Episode 2: The Rich History of Mosaics in Japan
The Japanese tradition of ceramics is one of the oldest in the world. The architecture and design throughout Japan reflect this long tradition and the way in which it has evolved over the centuries.
The Artedomus team’s first visit on arrival in Japan was the Third Imperial Hotel. After Frank Lloyd Wright’s second Imperial Hotel was dismantled in 1967, much of the building was reconstructed at the Meiji-Mura architecture museum near Nagoya. Visiting the site, the original details of the ceramics used can be seen. “The brilliant thing about walking up to the Imperial Hotel here at Meiji-Mura-Mura is that the façade’s exactly as it was when it was in Tokyo,” says Phil Brenton, Artedomus managing director. “You can see all of the phenomenal details that Frank Lloyd Wright worked with the collaborators at INAX to produce.”

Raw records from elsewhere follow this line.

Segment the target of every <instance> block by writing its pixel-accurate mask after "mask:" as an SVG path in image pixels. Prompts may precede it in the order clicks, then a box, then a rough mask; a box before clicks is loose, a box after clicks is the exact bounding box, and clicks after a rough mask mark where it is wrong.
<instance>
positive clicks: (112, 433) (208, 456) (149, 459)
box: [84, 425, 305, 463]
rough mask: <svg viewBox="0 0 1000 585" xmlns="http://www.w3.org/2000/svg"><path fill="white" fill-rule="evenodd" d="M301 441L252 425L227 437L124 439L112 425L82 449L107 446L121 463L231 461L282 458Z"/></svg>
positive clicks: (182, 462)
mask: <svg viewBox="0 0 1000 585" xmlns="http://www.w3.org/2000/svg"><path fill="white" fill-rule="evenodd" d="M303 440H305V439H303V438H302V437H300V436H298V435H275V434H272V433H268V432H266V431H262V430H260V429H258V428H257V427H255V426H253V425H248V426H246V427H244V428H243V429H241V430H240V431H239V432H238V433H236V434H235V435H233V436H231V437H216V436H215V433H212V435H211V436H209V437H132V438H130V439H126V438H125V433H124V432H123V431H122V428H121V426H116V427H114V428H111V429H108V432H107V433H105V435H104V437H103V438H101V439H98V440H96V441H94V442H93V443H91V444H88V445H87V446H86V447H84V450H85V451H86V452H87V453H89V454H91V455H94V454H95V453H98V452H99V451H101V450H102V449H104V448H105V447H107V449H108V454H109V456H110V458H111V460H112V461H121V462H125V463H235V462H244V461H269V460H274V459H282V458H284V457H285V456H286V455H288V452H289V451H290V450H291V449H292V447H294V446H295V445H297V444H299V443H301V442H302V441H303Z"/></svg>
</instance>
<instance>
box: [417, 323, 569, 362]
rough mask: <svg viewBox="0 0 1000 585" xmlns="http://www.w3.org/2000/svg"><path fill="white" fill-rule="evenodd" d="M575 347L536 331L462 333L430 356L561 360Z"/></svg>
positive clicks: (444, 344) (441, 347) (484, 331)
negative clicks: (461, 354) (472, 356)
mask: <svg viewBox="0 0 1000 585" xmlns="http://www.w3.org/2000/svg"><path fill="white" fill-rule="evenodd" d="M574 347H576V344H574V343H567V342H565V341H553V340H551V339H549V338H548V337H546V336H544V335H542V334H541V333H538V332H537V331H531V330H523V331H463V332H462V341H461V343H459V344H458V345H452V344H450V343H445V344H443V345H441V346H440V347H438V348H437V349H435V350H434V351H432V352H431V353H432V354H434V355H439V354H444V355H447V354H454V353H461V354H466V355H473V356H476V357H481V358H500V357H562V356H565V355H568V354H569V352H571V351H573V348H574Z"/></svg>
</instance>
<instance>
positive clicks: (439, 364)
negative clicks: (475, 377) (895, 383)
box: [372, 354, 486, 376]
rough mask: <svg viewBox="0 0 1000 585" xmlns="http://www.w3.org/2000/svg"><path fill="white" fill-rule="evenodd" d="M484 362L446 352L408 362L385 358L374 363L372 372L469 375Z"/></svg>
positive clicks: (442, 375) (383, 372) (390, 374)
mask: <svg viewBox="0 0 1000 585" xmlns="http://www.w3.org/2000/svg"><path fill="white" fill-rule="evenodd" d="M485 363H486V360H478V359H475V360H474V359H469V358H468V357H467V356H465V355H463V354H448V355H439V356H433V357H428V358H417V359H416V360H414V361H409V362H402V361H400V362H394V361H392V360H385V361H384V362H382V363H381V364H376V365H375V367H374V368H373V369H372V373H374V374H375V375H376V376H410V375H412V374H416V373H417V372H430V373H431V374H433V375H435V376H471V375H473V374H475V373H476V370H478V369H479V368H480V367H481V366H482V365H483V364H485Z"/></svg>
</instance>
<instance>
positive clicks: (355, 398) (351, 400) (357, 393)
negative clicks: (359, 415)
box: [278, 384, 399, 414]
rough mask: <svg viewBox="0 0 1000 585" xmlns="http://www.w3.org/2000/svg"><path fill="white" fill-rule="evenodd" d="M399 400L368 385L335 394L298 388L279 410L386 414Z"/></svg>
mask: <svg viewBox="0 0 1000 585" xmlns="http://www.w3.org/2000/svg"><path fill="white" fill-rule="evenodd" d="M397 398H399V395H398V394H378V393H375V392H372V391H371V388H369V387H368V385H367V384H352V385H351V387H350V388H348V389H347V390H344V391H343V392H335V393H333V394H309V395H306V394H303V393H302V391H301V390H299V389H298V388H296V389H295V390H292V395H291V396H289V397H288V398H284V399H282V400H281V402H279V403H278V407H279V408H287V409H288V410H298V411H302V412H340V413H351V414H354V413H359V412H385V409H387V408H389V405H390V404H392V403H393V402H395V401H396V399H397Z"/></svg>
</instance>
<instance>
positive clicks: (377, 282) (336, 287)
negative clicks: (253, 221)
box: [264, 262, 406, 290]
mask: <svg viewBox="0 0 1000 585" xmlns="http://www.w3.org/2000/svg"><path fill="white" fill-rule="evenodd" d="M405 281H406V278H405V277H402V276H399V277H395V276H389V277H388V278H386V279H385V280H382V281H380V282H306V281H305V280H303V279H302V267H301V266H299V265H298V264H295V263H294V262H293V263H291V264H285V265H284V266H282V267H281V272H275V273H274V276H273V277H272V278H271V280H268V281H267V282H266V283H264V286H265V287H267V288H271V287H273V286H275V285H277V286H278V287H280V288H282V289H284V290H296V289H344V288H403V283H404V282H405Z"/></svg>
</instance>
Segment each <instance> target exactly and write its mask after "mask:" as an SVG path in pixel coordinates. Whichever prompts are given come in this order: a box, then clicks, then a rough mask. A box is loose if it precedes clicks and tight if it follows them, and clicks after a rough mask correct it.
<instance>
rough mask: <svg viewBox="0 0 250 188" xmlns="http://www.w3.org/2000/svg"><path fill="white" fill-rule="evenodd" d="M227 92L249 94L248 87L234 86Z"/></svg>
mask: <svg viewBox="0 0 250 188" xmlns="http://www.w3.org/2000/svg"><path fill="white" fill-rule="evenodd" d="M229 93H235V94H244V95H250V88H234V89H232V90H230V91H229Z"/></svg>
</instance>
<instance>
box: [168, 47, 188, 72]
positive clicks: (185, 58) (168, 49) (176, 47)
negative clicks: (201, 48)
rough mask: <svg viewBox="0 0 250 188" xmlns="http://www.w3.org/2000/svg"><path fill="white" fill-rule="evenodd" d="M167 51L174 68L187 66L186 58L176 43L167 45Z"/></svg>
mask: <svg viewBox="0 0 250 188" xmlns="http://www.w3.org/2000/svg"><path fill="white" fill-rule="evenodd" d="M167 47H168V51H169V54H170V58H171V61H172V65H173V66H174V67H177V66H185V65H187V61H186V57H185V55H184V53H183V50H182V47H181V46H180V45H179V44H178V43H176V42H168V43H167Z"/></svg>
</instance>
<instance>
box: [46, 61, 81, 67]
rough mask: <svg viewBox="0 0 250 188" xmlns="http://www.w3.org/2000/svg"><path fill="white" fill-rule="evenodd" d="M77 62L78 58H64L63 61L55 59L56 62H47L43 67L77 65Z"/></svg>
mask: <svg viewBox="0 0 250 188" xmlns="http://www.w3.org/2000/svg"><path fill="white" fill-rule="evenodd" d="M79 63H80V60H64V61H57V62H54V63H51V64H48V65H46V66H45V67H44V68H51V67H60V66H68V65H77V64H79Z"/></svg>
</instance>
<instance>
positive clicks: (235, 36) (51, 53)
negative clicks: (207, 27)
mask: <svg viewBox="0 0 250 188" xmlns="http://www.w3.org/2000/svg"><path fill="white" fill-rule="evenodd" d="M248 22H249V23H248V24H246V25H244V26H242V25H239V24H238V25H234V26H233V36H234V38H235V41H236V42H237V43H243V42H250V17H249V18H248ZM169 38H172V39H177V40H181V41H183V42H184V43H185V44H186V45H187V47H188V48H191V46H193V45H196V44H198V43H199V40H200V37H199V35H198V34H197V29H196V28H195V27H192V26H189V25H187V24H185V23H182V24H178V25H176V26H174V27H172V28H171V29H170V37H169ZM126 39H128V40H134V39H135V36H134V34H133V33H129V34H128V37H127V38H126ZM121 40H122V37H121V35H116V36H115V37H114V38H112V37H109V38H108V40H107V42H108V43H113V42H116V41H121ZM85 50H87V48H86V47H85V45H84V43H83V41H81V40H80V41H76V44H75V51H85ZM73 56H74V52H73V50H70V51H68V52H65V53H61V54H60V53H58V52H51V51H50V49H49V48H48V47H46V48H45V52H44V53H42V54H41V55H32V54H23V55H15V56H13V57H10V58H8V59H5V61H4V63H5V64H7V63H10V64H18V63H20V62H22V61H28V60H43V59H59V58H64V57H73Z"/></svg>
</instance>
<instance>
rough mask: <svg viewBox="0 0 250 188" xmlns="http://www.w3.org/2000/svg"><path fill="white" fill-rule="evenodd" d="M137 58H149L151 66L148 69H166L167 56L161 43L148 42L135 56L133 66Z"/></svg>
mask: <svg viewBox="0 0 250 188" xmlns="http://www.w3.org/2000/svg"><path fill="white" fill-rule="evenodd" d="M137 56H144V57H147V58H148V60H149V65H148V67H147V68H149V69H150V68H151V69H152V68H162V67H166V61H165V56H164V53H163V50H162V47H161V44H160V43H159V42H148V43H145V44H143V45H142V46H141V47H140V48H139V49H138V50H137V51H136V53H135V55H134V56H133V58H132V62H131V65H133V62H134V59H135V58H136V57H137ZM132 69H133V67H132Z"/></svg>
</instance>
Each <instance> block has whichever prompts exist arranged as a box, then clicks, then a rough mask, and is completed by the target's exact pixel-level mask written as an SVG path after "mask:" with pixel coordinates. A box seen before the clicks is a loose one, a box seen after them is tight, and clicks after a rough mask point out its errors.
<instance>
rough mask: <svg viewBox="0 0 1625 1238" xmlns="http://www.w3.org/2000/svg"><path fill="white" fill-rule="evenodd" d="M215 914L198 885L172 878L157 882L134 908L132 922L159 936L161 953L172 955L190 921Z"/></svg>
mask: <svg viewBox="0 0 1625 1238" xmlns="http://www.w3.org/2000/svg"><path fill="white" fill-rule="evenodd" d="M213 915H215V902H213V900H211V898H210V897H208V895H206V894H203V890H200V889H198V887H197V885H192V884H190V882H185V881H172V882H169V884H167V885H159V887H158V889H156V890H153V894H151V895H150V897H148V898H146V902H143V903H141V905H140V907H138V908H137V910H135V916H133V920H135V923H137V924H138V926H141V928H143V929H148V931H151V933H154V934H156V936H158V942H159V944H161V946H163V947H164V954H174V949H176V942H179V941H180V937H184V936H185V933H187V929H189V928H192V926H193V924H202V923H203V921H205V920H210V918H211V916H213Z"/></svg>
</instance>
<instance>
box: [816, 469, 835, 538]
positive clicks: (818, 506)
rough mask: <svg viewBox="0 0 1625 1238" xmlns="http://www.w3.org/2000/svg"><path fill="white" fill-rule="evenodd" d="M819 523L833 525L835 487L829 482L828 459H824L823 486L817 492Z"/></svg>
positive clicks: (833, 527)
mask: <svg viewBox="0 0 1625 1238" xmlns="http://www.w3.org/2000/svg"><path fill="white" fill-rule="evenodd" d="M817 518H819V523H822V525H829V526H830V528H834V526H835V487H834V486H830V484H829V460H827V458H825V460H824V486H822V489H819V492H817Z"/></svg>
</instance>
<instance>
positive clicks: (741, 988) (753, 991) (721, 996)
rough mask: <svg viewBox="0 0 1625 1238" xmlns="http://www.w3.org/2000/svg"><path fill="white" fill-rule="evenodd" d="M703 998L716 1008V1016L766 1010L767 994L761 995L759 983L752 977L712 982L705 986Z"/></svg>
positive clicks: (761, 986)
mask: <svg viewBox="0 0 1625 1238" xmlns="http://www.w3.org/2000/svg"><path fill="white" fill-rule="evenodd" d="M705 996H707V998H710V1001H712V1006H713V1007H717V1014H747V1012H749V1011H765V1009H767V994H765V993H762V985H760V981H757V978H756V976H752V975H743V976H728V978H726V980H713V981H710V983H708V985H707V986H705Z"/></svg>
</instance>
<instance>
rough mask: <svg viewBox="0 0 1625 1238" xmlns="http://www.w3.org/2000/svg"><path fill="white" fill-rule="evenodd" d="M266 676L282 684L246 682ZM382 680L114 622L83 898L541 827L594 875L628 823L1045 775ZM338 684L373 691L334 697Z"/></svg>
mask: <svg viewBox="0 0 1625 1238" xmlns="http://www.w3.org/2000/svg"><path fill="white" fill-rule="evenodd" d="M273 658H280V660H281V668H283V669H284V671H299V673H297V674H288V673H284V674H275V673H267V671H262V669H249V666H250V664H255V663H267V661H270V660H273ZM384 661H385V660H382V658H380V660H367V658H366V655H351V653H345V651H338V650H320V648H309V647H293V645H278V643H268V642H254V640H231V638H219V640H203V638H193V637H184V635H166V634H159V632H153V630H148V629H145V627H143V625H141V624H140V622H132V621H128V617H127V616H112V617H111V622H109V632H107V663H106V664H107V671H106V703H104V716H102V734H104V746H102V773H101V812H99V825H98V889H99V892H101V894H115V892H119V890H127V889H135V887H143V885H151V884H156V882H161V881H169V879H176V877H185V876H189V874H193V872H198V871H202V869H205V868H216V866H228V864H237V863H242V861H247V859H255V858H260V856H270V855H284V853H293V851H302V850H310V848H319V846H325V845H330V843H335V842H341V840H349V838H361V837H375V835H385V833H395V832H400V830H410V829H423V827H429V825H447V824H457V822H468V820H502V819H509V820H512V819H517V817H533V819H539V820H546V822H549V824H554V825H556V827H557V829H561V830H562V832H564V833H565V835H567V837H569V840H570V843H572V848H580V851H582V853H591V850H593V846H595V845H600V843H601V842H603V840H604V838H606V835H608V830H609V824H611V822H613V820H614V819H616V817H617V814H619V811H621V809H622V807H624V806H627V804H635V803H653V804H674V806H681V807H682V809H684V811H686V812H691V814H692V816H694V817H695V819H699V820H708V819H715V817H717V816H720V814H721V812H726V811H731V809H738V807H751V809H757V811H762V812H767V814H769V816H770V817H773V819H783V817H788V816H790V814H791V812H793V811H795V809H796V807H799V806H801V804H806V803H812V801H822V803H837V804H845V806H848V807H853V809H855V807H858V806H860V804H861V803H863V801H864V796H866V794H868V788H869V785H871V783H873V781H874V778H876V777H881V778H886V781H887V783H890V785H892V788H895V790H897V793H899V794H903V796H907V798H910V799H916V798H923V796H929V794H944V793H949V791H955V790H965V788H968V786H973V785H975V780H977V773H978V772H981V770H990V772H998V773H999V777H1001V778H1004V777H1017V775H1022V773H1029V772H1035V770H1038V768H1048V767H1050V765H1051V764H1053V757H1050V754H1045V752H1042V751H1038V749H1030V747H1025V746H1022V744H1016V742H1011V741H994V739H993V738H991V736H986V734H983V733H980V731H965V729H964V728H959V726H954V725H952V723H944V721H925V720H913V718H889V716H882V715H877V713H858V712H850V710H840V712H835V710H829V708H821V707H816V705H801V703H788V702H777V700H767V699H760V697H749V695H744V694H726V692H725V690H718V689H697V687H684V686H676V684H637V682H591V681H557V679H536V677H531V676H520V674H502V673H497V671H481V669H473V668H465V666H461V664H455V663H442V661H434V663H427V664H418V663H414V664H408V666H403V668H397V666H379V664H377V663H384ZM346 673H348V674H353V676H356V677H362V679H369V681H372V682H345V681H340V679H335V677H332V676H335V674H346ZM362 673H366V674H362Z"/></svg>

When Wright was designing the Imperial Hotel, he found ceramicists in the Tokoname area with the skill to realise his vision. “The business that started to make these tiles and these handcrafted elements is the INAX that we deal with today,” Phil explains. The clay from the Tokoname area is the other key element that characterises INAX tiles and that gave the Imperial Hotel tiles their distinctive colouration. Clay has been an important material throughout history. While not all countries had access to stone and quarries, clay has historically been a readily available material. In Japan, clay was used not only for tiles but also for other elements of construction, and the company that was the pre-cursor to INAX had a long history before the 1920s, when the tiles for the Imperial Hotel were commissioned, making clay water pipes.
“The brilliant thing about walking up to the Imperial Hotel here at Meiji-Mura is that the façade’s exactly as it was when it was in Tokyo.”
Filming the Expert Series Japan, Artedomus visited the original kilns in which the clay pipes were produced and observed the traditional salt glaze that was used on the pipes still present inside the kiln. Some of the pipes themselves can still be seen lining the pathways around the town, examples of “very functional ceramics that gave rise to the very beautiful ceramics that we now see all through Tokoname and the ones we see from INAX,” says Phil. The timber buildings in the area, blackened by the smoke from the kilns that have been operating in Tokoname for over 100 years, are now home to ceramic artisans, with whom Artedomus has developed not only close working relationships but also genuine friendships.
“Very functional ceramics that gave rise to the very beautiful ceramics that we now see all through Tokoname and the ones we see from INAX.”
“Since we’ve started working with INAX it’s been an incredible privilege for us to get learn from people who have been in the tile industry here for a very long time,” says Phil. “Sugiyama san has become a very dear friend of ours.” The relationship with Sugiyama san and INAX has been integral to the development of the range of tiles Artedomus has been able to bring to Australia. Says Matthew Croll, “He’s managed to guide us to places that I guess we would never have seen and thought to go, but he takes us to the places that are special.”